Monochromatic Colors: Hooker’s Green
I’m still slowly (oh so slowly) making my way through my colors on my palette. I have no clue what I’ll do when I get to yellow. So far, if there’s any pattern here (which I’m not saying there is), it’s that purple likes mystery, blue likes plants (and muses), black inexplicably likes laid back (I am saving Payne’s grey for a proper monochrome, but I have to wonder if it’ll be as laid back as the portrait part of the portrait I’ll add to the bottom of this post!) and green…likes bizarre winged organic whatsits. I’m not sure if that’s an ambivalence I have toward green because it doesn’t seem to have the range I like, or if there’s something else to it. I love viridian mixed with alizarin, but that is mostly dominated by the alizarin. We shall see how alizarin fares all by itself with no viridian. And Hooker’s…I thought it was darker and ‘forestier’ than this?

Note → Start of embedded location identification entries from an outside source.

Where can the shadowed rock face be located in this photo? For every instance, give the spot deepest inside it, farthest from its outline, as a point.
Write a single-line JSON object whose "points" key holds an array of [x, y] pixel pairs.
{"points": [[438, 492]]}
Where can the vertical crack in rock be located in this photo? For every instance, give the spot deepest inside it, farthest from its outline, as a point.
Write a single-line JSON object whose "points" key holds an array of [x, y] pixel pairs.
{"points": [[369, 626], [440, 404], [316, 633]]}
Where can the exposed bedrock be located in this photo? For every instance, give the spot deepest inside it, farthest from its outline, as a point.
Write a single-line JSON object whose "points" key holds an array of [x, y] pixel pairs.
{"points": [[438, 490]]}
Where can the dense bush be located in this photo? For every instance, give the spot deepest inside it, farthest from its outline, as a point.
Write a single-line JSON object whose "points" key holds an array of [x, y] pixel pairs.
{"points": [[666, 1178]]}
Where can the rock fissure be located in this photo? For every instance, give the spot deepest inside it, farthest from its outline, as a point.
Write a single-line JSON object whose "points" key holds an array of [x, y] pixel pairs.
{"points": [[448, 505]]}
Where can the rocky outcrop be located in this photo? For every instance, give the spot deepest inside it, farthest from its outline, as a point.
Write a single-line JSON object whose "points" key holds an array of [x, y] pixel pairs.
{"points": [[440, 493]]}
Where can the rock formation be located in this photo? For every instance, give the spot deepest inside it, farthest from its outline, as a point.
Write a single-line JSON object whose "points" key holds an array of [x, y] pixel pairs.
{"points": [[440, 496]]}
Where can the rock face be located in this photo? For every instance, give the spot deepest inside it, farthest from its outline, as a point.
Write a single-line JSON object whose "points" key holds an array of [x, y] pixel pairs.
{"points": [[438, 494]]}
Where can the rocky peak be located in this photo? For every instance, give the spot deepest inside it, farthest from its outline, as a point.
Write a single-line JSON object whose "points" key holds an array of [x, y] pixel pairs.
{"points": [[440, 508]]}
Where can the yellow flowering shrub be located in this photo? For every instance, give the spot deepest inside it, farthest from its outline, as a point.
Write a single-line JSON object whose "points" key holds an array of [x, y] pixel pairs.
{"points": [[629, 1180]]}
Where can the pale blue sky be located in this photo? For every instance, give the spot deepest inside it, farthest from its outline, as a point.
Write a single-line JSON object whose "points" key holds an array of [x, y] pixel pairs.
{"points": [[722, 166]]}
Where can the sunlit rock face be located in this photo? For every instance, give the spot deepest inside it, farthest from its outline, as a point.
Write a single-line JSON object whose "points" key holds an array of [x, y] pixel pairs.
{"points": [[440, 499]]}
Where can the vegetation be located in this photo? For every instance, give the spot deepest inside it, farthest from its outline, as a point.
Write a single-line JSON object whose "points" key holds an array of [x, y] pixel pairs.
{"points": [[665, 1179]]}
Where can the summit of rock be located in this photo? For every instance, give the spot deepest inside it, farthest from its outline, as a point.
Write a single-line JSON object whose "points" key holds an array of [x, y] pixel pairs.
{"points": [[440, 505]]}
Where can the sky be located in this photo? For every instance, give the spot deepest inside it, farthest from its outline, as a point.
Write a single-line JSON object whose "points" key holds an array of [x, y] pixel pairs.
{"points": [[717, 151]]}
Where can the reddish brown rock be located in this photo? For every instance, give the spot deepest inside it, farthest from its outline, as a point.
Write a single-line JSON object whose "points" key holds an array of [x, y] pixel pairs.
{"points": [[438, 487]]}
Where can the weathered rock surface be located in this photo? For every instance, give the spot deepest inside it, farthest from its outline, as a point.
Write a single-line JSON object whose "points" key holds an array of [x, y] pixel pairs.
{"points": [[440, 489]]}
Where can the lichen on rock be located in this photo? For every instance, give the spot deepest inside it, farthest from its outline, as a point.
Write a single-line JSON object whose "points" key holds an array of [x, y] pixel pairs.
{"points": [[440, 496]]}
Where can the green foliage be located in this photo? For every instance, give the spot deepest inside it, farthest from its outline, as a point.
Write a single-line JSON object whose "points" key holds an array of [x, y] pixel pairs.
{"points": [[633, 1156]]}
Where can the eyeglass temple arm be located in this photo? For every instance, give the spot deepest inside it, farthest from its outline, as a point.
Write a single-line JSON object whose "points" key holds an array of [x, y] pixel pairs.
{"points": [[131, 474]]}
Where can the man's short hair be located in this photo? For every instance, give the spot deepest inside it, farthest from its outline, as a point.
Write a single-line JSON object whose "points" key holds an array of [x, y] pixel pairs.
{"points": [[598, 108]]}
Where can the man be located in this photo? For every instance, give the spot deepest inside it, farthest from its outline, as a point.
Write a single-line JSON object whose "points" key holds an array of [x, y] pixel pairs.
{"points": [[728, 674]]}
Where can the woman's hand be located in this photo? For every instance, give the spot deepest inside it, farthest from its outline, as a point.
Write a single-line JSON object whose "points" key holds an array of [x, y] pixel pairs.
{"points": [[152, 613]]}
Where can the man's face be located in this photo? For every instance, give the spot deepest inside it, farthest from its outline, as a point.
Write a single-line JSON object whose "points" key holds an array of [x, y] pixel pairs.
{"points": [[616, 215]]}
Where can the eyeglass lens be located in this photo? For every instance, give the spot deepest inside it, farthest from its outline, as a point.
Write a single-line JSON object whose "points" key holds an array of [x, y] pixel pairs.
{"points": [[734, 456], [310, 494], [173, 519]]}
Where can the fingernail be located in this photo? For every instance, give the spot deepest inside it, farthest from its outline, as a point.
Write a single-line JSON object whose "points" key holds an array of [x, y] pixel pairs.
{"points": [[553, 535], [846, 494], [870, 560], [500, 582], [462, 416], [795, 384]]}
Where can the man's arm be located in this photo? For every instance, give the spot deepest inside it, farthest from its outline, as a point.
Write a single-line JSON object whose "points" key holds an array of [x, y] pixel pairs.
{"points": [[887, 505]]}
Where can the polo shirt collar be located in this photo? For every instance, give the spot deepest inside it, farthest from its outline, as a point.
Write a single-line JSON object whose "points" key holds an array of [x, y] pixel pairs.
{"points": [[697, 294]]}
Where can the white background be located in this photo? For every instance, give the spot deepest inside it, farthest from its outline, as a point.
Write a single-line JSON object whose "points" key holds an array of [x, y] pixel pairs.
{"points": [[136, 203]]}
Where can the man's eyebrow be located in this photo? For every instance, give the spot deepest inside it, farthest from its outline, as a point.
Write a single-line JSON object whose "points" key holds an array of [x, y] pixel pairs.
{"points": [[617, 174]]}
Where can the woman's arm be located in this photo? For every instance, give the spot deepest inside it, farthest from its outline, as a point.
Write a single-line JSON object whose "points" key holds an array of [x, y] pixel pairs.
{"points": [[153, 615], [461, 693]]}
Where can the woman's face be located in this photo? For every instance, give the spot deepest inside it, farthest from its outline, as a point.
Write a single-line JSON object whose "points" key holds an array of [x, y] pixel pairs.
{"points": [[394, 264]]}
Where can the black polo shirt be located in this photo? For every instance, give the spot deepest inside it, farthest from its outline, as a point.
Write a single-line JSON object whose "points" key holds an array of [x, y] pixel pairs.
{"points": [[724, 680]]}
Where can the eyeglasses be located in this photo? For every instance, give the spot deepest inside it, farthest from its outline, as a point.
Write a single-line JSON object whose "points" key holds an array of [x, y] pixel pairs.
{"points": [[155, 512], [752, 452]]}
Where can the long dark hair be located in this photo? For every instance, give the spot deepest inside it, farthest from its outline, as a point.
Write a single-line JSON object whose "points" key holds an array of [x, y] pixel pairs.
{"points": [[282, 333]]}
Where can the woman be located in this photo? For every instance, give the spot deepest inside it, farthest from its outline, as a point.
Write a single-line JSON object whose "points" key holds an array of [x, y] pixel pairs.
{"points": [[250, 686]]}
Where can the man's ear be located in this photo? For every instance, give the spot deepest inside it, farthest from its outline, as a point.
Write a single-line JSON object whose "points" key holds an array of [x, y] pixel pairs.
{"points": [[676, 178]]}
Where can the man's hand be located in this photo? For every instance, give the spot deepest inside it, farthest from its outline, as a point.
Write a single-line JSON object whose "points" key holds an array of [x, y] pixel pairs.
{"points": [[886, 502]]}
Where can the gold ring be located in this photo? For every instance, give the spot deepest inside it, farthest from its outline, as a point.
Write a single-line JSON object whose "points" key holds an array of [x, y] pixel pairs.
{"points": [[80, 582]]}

4″ x 6″ watercolor, 11/11/2009
And now for the portrait…figured I might as well post it, since it’s art, and I do like drawing (painting, whatevering) portraits. This is of Wes Bentley playing Blackheart in a very bad movie from a few years back called Ghost Rider. Avoid it unless you are really just interested in mindless borderline entertainment; there are much better comic book movies out there. As to why I painted this? A friend pointed out he looks like a real life version of a character from Star Wars: Knights of the Old Republic a while back. It got complicated after that. Anyhow, this one is mostly Payne’s grey (well, the portrait part is), but is not part of my monochrome watercolor ’sketches’. I still, as it would seem, prefer to tint rather than mix my colors…though the subject in this case really was that close to black and white that I might as well.